と、言う訳で、お先に部活見学にでも行こうかな。
・・・・一応この空気を崩すのは嫌だから、出来るだけこそこそしながら出て行こ。なぜか隠密行動だけは小中ともに得意だったからな・後ろに立っても本当に気付かれ無かった事も稀に?・・・頻繁にあったしな。

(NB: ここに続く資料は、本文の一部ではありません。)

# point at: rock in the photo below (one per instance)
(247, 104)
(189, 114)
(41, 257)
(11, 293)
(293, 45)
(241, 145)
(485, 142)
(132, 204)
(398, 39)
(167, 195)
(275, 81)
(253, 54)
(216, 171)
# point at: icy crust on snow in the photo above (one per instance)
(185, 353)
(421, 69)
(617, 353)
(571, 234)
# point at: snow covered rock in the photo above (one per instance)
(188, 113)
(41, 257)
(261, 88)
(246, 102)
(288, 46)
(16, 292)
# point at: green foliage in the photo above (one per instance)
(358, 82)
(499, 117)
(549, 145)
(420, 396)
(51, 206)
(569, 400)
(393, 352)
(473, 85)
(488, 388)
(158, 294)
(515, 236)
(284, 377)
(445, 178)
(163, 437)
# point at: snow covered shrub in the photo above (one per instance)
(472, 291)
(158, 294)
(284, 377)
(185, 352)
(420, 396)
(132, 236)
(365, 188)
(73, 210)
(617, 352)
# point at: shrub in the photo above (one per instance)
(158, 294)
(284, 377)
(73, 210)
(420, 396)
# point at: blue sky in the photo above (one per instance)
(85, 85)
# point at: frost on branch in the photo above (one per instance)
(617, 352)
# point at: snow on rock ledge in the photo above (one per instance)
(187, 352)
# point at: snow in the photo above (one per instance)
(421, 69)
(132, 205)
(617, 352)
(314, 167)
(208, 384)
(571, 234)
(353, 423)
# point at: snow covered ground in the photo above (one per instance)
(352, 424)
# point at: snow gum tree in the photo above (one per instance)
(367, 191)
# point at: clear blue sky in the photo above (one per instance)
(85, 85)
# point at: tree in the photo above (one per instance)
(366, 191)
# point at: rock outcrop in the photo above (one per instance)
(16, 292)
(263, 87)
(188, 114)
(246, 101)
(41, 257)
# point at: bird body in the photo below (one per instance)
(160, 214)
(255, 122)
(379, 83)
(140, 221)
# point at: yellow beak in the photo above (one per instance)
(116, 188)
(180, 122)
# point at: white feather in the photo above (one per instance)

中学の友達なんて、「お前はいるか居ねぇか分からないから、ずっとお前はいる想定で話してる」何てまじで言っていたし。自分では分からないけど、俺のスニーク技術は結構高いらしい。別名、「影が薄い」
☆
クラスのとある女性
それはとある時の事。楽しかった入学式が終わり、放課後になったその時。
「ラインやってる?交換しよ。」
隣の席に座っている結構カッコいい系の男子に唾をつけるために、まずは、と言う事でラインを交換しない?♡と近づいた。もちろん、その男子がカッコいいだけあって、女子からの目線は痛いが、今は我慢だ。
どうせこのくらいでは仲間外れにされる事は無い。
さあ!スマホを出して、ラインを交換させろ!
「ごめんね。ラインのアカウントまだ持ってなくて・・・。」
・・・え。今時ラインをやっていない?そんな人がいるの?それじゃあ、友達とあそびに行くことすら出来ないじゃん。
いや、これはチャンスだ。ラインをやっていないのであれば、連絡を取り合っている女もいないはず!
それなら!
「メースアドレスだけで、、も、、。」
あれ?どこに行ったの?
私が目を離したその1秒の間に蜃気楼のように消えて行ってしまった。さっきまでここにいた事は覚えている。ただ、荷物を纏めたところや、この席を立ったことは覚えていない。
真横にいて、その男に夢中だったはずなのに。
「どこに行ったの。」
ガラガラ。
教室の後ろの扉が開いた音は誰にも認識できない。そこにはイケメンが居るはずなのに。